As usual news reporters chose to name and shame the politicians who bought the tractors as if buying were the problem. The problem that we, in the Bottom Up expedition, sought to see exposed was how a country with perennial food shortage could refuse to use tractors to improve its farming.

The report is clear.  The Cashgate Cabinet was in overdrive to sell and dispose of the assets. So hurried, in fact, was the Cashgate Cabinet that it even gave one tractor to a village headman, without any paperwork, who has since defied the government pleas to give it back to the ADD.

Although she saw illegality in the maladministrators’ handling of the sale, the Ombudsman softly gave the wrongdoers, the maladministrators, and the near-criminals a chance to get out of the quagmire with their names and reputations still intact.

  • She asked the Ministry of Agriculture, Irrigation and Water Development to get back the tractor that was given to a village headman in Machinga within 30 days. Is the tractor back?
  • She asked the Ministry of Agriculture to prepare a comprehensive report on the performance and omnipresence of tractors for use by farmers. Within 30 days. Is the report ready?
  • She directed the Greenbelt Initiative and Ministry of Agriculture to prepare reports on the poor performance and cause of malfunction of the equipment. Within 30 days. Are the reports ready?
  • She challenged the Ministry of Finance to give an account of how much money has been realised from the sale of the equipment. Within 30 days. Where is the report?
  • She also directed the Ministry of Finance to improve its record keeping related to the sale of the farm equipment. Within 30 days. Are the records now clean and ready?
  • Although she concluded that the sale of the tractors was illegal, she directed the Ministry of Agriculture to simply apologise to us Malawians through newspapers, radio and TV, within 30 days. Where is the apology?

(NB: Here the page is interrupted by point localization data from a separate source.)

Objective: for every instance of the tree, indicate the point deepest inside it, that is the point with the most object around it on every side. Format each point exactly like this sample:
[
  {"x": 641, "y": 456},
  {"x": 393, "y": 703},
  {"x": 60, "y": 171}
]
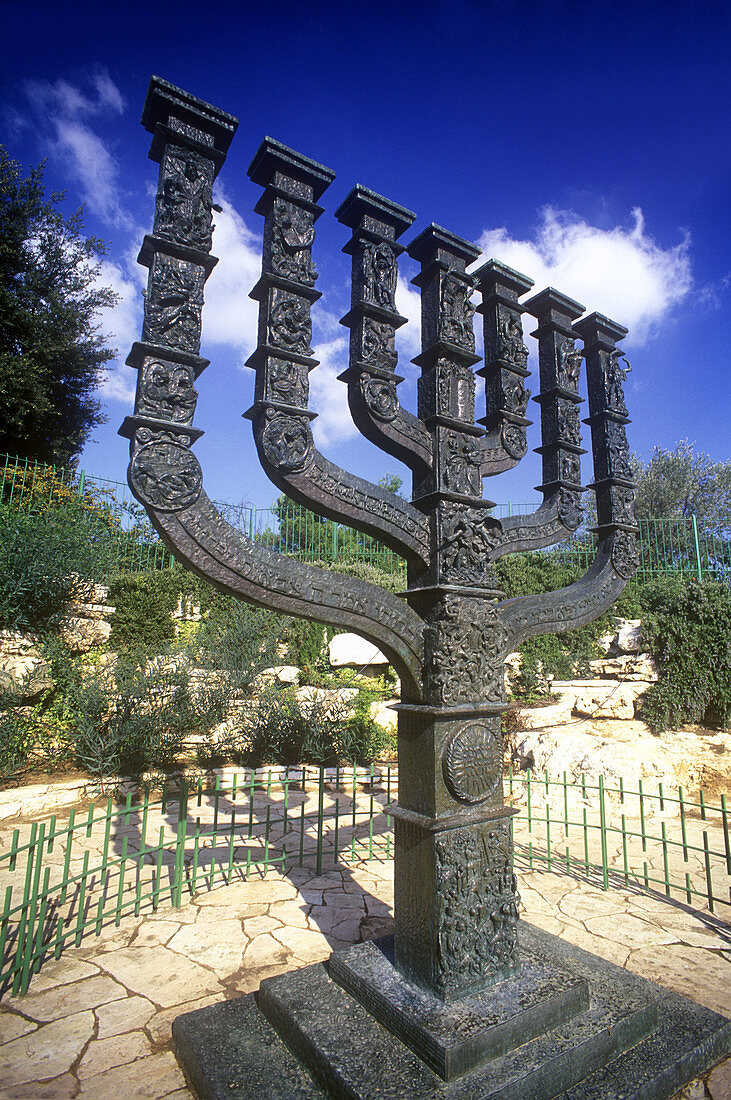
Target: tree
[
  {"x": 51, "y": 350},
  {"x": 684, "y": 482}
]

If the Ombudsman meant that her directives be adhered to within 30 calendar days, then we regret to say that her investigations, report and recommendations have been trashed. However, we, Abiti Joyce Befu, also popularly known as MG 66,  Alhajj Mufti Jean-Philippe LePoisson, SC (RTD), the Most Paramount Native Authority Mzee Mandela, and I, the Mohashoi, strongly believe that the principal secretaries for the Ministry of Agriculture and  Ministry of Finance and leaders at the Greenbelt Initiative understood the deadline to mean 30 working  days, which expire on November 25 2016.

Our expectation is that should that date expire without action, the maladministrators mentioned in the report will be arrested, prosecuted, made to service the entire loan, or, in default be executed so that we bring closure to Tractorgate on high note.

If the Ombudsman does not refer the matter to the Director of Public Prosecutions by the end of 2016, we will demonstrate naked. We will block roads with bags of fertiliser, heads of cattle, chicken, pigs, hoes, water cans, water pumps, and spray the atmosphere with herbicides and insecticides.

If you do not believe us, pray to live long enough to see what January 2017 will bring to tractorgatists.